O: How do you feel about your recent successes?

C: Just really fortunate to be able to tour around this country and to actually have gigs. I’m definitely one of the lucky ones to be able to do so and I’ve got a huge team to thank for that. It’s not just me – there are a lot of parts working in order to make this successful. I just hope this ride doesn’t end anytime soon.

O: Do you have any plans for sightseeing while you’re in Sudbury?

C: We actually have to head off to Calgary tomorrow. We did take a bit of a wrong turn and ended touring around the campus. That was our only sightseeing adventure.

O: You did mention before you’ve been playing music throughout your life. What are your connections to music? Did you just pick up a guitar? 
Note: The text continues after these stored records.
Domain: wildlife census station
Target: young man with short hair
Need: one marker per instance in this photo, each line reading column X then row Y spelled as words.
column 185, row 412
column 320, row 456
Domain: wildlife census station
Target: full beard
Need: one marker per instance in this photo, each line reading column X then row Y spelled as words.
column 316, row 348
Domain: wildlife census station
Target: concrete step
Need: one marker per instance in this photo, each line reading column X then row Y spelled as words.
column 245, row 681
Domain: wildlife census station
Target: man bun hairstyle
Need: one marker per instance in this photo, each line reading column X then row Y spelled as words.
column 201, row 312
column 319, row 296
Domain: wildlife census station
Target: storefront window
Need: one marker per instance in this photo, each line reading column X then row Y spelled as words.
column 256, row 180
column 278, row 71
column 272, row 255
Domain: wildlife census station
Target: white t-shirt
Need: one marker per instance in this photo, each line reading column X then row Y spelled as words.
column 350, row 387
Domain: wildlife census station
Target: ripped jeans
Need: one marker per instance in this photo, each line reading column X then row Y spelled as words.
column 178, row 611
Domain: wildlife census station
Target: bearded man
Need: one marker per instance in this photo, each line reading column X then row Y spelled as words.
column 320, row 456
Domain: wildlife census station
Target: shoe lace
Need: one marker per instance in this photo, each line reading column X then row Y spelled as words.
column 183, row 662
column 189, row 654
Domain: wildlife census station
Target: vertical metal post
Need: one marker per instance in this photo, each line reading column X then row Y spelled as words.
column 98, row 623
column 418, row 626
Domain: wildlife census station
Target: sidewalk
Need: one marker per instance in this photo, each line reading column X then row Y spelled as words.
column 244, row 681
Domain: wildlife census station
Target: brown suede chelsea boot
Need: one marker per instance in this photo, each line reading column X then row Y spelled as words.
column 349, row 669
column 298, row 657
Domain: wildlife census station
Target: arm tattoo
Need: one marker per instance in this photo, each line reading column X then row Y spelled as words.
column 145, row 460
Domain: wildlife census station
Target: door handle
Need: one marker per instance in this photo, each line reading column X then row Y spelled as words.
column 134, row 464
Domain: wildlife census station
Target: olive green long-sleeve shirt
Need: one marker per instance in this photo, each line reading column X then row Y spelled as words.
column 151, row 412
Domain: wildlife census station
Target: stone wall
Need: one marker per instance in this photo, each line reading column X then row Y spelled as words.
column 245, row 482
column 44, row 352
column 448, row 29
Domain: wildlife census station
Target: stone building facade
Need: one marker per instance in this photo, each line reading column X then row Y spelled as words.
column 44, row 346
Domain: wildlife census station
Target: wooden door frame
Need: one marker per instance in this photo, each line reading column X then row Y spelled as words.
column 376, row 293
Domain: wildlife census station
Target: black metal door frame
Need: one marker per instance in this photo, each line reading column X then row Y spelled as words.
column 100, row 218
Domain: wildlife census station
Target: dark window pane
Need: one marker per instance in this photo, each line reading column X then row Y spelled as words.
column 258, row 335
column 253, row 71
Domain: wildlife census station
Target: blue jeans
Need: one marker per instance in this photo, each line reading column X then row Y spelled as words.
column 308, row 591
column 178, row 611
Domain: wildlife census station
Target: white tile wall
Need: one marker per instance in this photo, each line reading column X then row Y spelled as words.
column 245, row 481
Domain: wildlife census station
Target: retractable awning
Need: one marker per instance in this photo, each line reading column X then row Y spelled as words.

C: Nobody in my family really played. I picked up the piano when I was eight years old and just took lessons for about four years, and that kind of gave me the bug. I remember playing a song and just feeling really emotionally connected to it and that’s what really spawned my love for it. I ended up playing tenor saxophone in a jazz band in middle school. I picked up the guitar when I was seventeen – I got it as a Christmas gift from my parents and I was playing junior hockey at the time. I would just teach myself on the computer in my down time and [I] started writing songs a couple of years after that in my dorm room when I was going to university. So, it was just this constant progression throughout my life.

O: What are the inspirations for your songs?

C: Inspiration comes from all facets of life, whether it’s from a breakup, a good relationship or something inspiring in your life. I think at the end of the day we’re all human and we share a lot of the same emotions. So to be able to create songs that activate those emotions in everybody means you’ve done your job as a songwriter. It’s why with this last album, especially, there’s a lot of colour on it. On The Fighters, there really is despair, inspiration, love, and heartbreak. It’s definitely a rollercoaster ride of emotion and music.

Editors note: This interview has been edited for length.